Don’t Just Sell, Inspire – Sales eXchange 159104

Selling is an exercise in persuasion, I know no one wants to be sold, they want to buy, but even in creating that “buying environment”, we are persuading. And if you are part of that minority that is willing and capable of engaging and selling to the group sellers describe as status quo, usually the least willing to engage with sellers, after all “they are all set”; then there is no question that you are persuading.  Probably selling better and more than sellers sticking to safer, easier segment of the market; these would be the sellers looking to be “found”, waiting for buyers to realize they have a “need”, and then look to “find” someone who will sell it to them on their terms (that is at the lowest price).  I know I am seasoned, but I think we can call that type of selling what it is, which is order taking. 

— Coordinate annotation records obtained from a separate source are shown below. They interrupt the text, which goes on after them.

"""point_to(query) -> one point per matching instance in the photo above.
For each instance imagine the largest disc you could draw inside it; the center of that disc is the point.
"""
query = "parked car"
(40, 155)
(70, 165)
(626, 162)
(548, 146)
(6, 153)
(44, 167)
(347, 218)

The best sellers go beyond selling, beyond persuasion, they strive to inspire.  This means taking yourself and your product out of the process, and putting the entire focus on the buyer, their objectives and a healthy dose of the buyers’ aspirations.  And while all sellers are capable of doing this, it seems to be beyond what many sellers are willing to do.

It starts with understanding the underlying factors of why people buy, and then using those to develop an interview strategy based on that.  The products and services we sell only make an appearance once that interview strategy is complete.  If you are used to “presenting”, this will be hard.  The five underlying hot buttons or factors are rooted in Avoiding Risk, Financial Gain, Improved Productivity, Creating a Time Advantage, and the hardest – the buyer’s Self Interest.  What makes the sale interesting, is that while there are similarities within verticals and roles  that can be leveraged, they are not always the same.  This means that it has to be adopted as a process, not as a specific set of questions. 

First you do need to understand where you have address the five factors in previous successful sales, to specific roles within specific types of companies, think of it as buyer profiling (a positive for a change).  Some of the above hot buttons will surface more often than others, clearly being the ones you can better, but not exclusively, leverage.  Not exclusively because you want to cover all to ensure that you AND the buyer are fully engaged.  Now you will know why people buy based on understanding their challenges, what you and your company’s offering can bring to address those challenges, i.e. your advantages to the buyer; and finally what impact you and your company have specifically delivered. 

Armed with this, you are now ready to develop questions that will get the buyer to put their objectives and opportunities on the table, and the challenges they may face in attaining those objectives, in essences getting them to put the issue on the table. 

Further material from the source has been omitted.